9. Validate your model to ensure unbiased and accurate performance
Validation is the linchpin that holds together the efficacy of machine learning models in medical applications. While novice ML developers might be tempted to use as much data as possible for training, “It is important to save enough data for validation,” Hong stressed. “Please, please, please make sure that you have enough data for validation.”
Ultimately, a dataset should be meticulously curated to capture the full spectrum of disease types and confounding variables. A multidisciplinary approach is paramount in the medical device creation process.
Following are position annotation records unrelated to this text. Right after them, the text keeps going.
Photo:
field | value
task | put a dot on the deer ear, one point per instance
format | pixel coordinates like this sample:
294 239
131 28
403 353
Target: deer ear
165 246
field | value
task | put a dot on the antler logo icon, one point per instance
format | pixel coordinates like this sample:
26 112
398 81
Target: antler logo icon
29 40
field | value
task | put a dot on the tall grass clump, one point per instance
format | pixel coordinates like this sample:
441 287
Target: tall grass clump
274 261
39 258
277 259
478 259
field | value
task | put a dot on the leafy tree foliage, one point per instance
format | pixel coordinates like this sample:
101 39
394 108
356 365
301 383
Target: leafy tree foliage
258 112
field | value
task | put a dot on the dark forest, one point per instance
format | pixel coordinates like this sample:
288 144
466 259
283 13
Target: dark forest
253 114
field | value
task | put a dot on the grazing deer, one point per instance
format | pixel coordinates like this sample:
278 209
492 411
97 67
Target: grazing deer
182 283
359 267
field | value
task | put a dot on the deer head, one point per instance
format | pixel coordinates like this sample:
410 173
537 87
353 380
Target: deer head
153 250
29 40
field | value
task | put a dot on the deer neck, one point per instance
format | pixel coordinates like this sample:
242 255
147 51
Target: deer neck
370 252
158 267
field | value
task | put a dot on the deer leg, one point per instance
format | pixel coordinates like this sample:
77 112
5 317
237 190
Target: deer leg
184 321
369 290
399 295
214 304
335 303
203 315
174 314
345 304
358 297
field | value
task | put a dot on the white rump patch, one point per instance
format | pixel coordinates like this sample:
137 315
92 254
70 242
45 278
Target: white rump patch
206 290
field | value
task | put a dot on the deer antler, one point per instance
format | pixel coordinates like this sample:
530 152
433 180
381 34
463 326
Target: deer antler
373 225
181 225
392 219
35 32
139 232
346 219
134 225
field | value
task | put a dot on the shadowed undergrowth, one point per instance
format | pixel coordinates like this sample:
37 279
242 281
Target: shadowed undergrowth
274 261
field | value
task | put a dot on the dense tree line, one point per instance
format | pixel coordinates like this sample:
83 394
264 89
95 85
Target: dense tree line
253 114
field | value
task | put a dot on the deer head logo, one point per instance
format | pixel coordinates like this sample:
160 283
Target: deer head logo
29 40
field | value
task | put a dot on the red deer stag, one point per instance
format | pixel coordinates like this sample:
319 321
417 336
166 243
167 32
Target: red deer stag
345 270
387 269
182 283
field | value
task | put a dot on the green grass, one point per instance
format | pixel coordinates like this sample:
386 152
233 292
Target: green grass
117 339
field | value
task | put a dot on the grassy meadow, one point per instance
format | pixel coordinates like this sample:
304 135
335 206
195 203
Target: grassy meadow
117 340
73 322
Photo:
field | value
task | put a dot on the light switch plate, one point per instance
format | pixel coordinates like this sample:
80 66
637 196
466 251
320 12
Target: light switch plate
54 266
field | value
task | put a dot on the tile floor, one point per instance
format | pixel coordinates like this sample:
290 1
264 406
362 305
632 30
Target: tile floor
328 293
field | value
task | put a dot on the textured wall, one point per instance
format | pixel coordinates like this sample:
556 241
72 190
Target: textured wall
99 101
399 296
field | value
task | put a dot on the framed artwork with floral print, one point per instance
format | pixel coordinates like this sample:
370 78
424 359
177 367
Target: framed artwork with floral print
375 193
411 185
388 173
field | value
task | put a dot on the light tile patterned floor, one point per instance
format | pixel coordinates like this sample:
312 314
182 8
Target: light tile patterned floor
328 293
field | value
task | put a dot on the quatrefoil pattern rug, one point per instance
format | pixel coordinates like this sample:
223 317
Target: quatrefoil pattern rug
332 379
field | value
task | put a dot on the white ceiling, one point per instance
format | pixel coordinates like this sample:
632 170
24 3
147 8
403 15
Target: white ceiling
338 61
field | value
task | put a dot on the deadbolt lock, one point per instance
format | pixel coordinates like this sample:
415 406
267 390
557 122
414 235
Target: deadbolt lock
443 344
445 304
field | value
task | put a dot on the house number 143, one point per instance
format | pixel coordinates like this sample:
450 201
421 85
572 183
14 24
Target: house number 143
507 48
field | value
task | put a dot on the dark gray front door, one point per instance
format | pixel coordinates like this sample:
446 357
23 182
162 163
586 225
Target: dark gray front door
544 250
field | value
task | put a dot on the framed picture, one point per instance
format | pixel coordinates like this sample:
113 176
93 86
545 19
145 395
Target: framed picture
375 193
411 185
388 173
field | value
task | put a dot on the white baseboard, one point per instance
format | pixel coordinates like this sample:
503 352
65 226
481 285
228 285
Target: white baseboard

Assembling a team that includes stakeholders from engineering, regulatory, clinical, marketing, product, and human factors design ensures a holistic perspective is applied to the project.
“Quality of data can be improved by increasing the fidelity of ground truth labels and correcting mistakes made by human labelers,” Hong said, noting that another strategy is to increase the data volume.
In addition to refining the dataset, the code must also be optimized. This process includes debugging, optimizing the network architecture, and adjusting various mathematical components such as loss functions, which quantify the difference between predicted and actual values in a machine learning model, as well as solvers, which are algorithms that optimize the parameters of the model.
“As you improve your solution, you should diligently evaluate the performance of your entire system in a trial that reflects the real-world clinical applications,” Hong said.